Authenticate with TAVILY_API_KEY and call the Tavily endpoints: search, extract, map, crawl, and research. Each endpoint accepts JSON parameters to control depth, breadth, formats, and limits and returns structured responses with URLs, titles, content or answers, usage, and request IDs.
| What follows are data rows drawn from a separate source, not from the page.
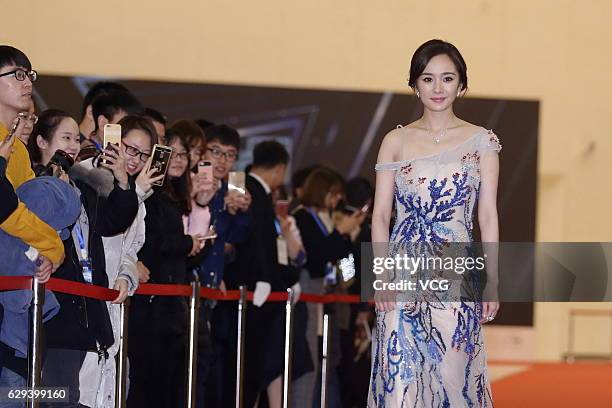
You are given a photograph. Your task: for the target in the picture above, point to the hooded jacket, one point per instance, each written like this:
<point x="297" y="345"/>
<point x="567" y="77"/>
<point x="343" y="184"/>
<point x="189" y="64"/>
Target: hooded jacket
<point x="56" y="203"/>
<point x="84" y="323"/>
<point x="21" y="222"/>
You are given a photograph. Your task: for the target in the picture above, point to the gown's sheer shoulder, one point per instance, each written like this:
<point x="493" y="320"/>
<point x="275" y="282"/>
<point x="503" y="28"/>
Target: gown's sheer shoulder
<point x="489" y="142"/>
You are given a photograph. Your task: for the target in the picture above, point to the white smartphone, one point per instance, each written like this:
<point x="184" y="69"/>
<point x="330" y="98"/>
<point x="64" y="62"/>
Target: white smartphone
<point x="236" y="181"/>
<point x="160" y="161"/>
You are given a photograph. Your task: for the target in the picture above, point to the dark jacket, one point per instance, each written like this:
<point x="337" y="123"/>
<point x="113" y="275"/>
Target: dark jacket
<point x="230" y="229"/>
<point x="165" y="254"/>
<point x="83" y="321"/>
<point x="321" y="248"/>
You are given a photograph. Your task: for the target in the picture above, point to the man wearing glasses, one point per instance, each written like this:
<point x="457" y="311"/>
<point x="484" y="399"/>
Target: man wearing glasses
<point x="16" y="78"/>
<point x="107" y="108"/>
<point x="230" y="219"/>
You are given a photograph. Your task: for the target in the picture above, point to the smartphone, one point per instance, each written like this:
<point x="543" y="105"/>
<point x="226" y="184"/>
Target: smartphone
<point x="112" y="134"/>
<point x="282" y="208"/>
<point x="236" y="181"/>
<point x="205" y="167"/>
<point x="160" y="161"/>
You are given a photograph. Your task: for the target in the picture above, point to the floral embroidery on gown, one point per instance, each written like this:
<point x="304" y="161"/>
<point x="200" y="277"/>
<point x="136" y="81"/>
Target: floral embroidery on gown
<point x="430" y="353"/>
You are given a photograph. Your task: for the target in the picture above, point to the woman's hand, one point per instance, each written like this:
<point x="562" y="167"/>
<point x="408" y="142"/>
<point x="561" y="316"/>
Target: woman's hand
<point x="197" y="244"/>
<point x="122" y="286"/>
<point x="114" y="160"/>
<point x="349" y="223"/>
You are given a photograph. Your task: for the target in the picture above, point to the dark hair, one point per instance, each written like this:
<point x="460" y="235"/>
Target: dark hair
<point x="269" y="154"/>
<point x="98" y="89"/>
<point x="191" y="131"/>
<point x="430" y="49"/>
<point x="12" y="56"/>
<point x="178" y="189"/>
<point x="224" y="135"/>
<point x="156" y="116"/>
<point x="204" y="124"/>
<point x="108" y="105"/>
<point x="45" y="127"/>
<point x="134" y="122"/>
<point x="318" y="184"/>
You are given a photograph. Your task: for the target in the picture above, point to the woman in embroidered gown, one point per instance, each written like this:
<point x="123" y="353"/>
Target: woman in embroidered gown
<point x="429" y="351"/>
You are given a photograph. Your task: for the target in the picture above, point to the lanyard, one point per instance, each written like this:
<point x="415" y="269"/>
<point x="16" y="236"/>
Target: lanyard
<point x="277" y="226"/>
<point x="79" y="234"/>
<point x="322" y="226"/>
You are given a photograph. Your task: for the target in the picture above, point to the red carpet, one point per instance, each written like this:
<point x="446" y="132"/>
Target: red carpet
<point x="587" y="385"/>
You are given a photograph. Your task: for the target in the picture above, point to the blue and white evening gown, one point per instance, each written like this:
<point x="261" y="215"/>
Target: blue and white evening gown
<point x="430" y="353"/>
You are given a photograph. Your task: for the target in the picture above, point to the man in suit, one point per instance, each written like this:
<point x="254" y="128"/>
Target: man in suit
<point x="264" y="267"/>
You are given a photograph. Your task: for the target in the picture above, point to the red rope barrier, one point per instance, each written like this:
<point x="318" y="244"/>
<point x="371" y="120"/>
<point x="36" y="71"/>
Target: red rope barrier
<point x="81" y="289"/>
<point x="100" y="293"/>
<point x="163" y="290"/>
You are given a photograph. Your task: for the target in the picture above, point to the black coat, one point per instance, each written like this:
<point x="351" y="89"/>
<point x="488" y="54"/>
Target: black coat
<point x="83" y="321"/>
<point x="165" y="253"/>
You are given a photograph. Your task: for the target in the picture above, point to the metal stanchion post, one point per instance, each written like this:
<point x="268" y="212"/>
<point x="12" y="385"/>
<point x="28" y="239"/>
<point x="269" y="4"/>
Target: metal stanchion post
<point x="288" y="349"/>
<point x="242" y="305"/>
<point x="35" y="356"/>
<point x="121" y="380"/>
<point x="324" y="361"/>
<point x="192" y="349"/>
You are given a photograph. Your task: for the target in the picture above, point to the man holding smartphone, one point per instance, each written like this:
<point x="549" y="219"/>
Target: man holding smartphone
<point x="229" y="219"/>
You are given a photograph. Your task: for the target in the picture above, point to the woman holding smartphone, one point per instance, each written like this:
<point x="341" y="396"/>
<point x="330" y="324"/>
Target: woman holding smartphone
<point x="158" y="325"/>
<point x="325" y="244"/>
<point x="138" y="136"/>
<point x="429" y="350"/>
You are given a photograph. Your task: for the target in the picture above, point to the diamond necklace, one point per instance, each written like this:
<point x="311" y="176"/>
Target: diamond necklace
<point x="436" y="138"/>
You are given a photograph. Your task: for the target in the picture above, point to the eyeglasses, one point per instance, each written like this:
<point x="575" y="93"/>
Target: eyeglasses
<point x="29" y="117"/>
<point x="182" y="156"/>
<point x="21" y="74"/>
<point x="134" y="152"/>
<point x="218" y="153"/>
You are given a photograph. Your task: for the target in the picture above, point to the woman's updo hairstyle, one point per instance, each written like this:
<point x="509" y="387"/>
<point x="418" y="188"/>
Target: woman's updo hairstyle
<point x="430" y="49"/>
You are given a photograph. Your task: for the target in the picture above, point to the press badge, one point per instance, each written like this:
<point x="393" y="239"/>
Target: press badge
<point x="87" y="270"/>
<point x="281" y="250"/>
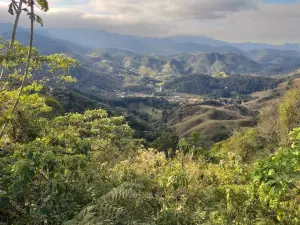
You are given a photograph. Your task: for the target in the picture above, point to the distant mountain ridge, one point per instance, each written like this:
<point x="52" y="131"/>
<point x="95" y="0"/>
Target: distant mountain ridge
<point x="93" y="38"/>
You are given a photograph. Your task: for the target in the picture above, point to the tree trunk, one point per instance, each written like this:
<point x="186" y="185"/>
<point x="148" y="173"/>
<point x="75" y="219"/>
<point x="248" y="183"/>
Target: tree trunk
<point x="13" y="38"/>
<point x="26" y="68"/>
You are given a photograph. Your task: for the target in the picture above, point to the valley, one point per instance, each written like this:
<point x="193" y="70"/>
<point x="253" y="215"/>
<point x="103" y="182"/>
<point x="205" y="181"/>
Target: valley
<point x="167" y="129"/>
<point x="211" y="90"/>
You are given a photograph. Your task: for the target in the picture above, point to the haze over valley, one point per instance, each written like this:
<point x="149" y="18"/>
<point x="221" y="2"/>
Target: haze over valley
<point x="130" y="112"/>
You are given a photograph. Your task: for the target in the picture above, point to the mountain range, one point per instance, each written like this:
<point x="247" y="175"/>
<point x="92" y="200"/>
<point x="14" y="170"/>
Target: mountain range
<point x="112" y="61"/>
<point x="93" y="38"/>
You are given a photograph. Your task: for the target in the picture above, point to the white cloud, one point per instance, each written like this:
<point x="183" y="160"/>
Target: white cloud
<point x="232" y="20"/>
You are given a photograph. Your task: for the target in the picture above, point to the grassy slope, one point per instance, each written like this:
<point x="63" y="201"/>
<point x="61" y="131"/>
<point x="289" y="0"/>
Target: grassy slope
<point x="214" y="123"/>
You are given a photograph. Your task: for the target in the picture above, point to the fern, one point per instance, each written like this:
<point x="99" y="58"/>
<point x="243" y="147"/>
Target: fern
<point x="128" y="204"/>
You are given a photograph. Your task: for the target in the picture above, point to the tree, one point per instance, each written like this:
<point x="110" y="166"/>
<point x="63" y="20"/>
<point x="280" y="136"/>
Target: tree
<point x="167" y="141"/>
<point x="33" y="17"/>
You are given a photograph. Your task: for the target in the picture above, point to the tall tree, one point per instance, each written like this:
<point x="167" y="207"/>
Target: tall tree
<point x="13" y="5"/>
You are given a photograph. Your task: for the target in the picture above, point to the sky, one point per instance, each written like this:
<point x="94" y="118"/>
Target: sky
<point x="263" y="21"/>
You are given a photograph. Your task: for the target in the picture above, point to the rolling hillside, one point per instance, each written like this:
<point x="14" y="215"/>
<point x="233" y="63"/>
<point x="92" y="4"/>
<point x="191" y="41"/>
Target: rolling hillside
<point x="214" y="123"/>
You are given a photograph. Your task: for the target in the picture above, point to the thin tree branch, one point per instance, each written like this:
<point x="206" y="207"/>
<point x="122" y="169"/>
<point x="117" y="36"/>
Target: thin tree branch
<point x="13" y="38"/>
<point x="26" y="69"/>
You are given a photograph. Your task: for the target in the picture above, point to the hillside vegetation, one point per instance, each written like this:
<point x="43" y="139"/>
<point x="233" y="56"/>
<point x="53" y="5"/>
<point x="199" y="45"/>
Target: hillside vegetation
<point x="65" y="161"/>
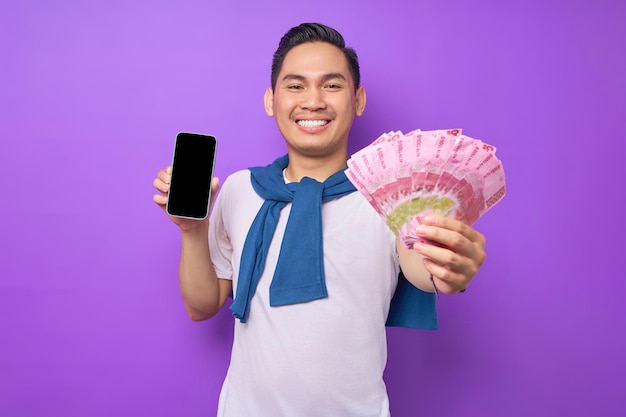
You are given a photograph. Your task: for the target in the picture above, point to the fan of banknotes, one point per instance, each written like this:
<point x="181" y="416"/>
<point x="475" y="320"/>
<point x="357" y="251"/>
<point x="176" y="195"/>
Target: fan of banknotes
<point x="406" y="176"/>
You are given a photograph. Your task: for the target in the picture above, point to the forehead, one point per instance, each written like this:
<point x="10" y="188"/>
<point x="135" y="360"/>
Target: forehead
<point x="315" y="59"/>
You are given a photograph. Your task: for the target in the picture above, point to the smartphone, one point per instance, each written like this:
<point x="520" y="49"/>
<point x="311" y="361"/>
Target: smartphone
<point x="192" y="171"/>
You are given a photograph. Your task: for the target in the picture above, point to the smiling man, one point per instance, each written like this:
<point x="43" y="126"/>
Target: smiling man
<point x="312" y="266"/>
The research endpoint supports asynchronous polling and streaming (SSE) for long-running, cited investigations.

When to use it

When you need live web search results with summarized, LLM-ready output.
When extracting or reformatting content from specific URLs for downstream analysis.
When you must discover site structure or crawl pages with built-in extraction.
When a multi-step, citation-backed research workflow is required.
When no built-in web tool is available and structured results are necessary.

Best practices

Require TAVILY_API_KEY in the environment and prompt the user if it is missing.
Default to conservative parameters (search_depth: basic, max_results: 5) then increase only if needed.
Prefer include_answer and formatted raw_content for LLM consumption when context is required.
Use map for URL discovery and crawl when you need extraction combined with traversal.
Handle 401/403 by re-checking credentials; reduce depth/limits on timeouts or oversized responses.

Example use cases

Perform a quick web search that returns a short answer and top 5 source summaries for an agent to cite.
Extract markdown-formatted content from a set of product documentation pages for ingestion into a knowledge base.
Generate a site map to discover product pages and then crawl selected paths to extract article text.
Run a research task that streams intermediate findings and final citations for a deep investigation workflow.
Filter search results by domain, country, or time range to assemble focused, timely evidence.

FAQ

What happens if TAVILY_API_KEY is missing or invalid?

The skill should prompt the user to provide or re-check the API key. HTTP 401/403 responses indicate authentication issues.

Which endpoint should I use to discover URLs on a site?

Use map for URL discovery only, and use crawl when you want traversal plus built-in extraction and chunking.